1.   grimmig bn. 'dreigend, boos'
categorie:
geleed woord
Mnl. grymmighe woede [ca. 1300-50; MNW], vor enen strenghen ende grimmighen richter 'voor een strenge en geduchte rechter' [1475-1513; MNW-P]; vnnl. grimmende, grimmigh 'woedend, briesend, geducht' [1599; Kil.]; nnl. ook van zaken 'bar, schrikwekkend', bijv. in de grimmige winter [1793; WNT].
Afleiding met het achtervoegsel -ig van mnl. grimmen, gremmen 'toornig zijn, woeden; grijnslachen; brullen', bijv. horde gremmen den libard 'hoorde de leeuw brullen' [1285; CG II, Rijmb.], so begonden si te grymmen 'toen begonnen ze boos te worden' [1401-50; MNW], grymmende spelen si hair spel 'grijnslachend spelen zij hun spelletje' [1460-80; MNW-R]; dit werkwoord bestond nog tot in de 19e eeuw en moet op zijn beurt een afleiding zijn geweest van een zn. *grim(me) 'toorn, verbittering', dat niet in het Middelnederlands is aangetroffen, wel in het Vroegnieuwnederlands, bijv. grimme 'toorn' [1599; Kil.].

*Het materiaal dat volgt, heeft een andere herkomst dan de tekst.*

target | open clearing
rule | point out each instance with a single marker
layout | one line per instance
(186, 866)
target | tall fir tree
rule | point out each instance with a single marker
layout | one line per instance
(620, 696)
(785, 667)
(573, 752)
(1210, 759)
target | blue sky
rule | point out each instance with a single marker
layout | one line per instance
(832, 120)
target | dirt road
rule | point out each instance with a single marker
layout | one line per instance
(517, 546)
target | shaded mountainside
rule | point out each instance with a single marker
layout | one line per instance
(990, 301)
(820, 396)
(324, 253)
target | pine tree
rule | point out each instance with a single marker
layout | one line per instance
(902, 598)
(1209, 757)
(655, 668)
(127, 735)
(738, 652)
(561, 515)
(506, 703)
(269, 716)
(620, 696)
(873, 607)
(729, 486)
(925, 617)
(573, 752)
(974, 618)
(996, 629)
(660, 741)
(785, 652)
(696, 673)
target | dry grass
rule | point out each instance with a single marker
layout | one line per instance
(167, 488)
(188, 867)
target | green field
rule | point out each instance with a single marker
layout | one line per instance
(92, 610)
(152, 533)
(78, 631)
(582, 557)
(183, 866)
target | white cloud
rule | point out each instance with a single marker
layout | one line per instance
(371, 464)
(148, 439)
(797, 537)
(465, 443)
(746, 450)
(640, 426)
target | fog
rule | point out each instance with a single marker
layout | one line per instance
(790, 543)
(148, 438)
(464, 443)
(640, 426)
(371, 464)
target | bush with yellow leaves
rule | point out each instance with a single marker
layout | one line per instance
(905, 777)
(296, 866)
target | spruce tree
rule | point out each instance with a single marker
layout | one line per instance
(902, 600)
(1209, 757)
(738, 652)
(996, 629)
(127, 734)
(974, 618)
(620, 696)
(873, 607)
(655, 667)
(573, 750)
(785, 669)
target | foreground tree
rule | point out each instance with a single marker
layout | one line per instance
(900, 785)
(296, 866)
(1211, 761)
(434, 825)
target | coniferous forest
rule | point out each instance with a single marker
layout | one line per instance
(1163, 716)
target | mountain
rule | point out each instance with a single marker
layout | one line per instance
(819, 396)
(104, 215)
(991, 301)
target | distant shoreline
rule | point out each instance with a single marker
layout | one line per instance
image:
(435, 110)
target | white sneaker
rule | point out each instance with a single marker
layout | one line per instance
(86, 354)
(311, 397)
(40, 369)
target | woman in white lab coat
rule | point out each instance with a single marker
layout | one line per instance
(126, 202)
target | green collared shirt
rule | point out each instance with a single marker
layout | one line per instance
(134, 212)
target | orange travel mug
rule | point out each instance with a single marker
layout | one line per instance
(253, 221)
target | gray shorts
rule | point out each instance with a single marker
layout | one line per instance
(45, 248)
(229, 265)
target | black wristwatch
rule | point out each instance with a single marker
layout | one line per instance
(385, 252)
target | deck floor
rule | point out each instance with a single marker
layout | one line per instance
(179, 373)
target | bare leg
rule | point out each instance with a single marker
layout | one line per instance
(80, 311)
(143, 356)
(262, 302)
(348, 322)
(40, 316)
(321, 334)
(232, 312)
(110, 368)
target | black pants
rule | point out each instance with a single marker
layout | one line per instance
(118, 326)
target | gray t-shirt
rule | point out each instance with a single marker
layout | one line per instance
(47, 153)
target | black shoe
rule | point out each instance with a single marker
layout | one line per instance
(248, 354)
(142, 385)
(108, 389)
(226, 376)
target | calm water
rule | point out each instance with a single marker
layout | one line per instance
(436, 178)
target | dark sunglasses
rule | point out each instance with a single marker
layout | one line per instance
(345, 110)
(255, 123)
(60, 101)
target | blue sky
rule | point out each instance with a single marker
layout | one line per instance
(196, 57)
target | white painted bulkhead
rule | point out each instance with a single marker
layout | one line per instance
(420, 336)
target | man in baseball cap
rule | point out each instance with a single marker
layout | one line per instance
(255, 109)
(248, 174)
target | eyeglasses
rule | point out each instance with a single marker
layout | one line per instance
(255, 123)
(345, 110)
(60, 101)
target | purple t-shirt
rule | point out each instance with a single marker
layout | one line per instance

Os. grimmag 'verbitterd, grimmig'; mhd. grimmig 'id.' (nhd. grimmig); daarnaast: os. grim; ofri. grim; oe. grim; on. grimr (nzw. grym); alle 'wreed, boosaardig, woedend'; daarbij de werkwoorden os. grimman 'woeden, razen, brullen' mhd. grimmen, oe. grimman 'razen, brullen'; < pgm. *grimma- < *gremma-. Van dezelfde wortel als gram 2 en grommen. Misschien tevens verwant met grimas.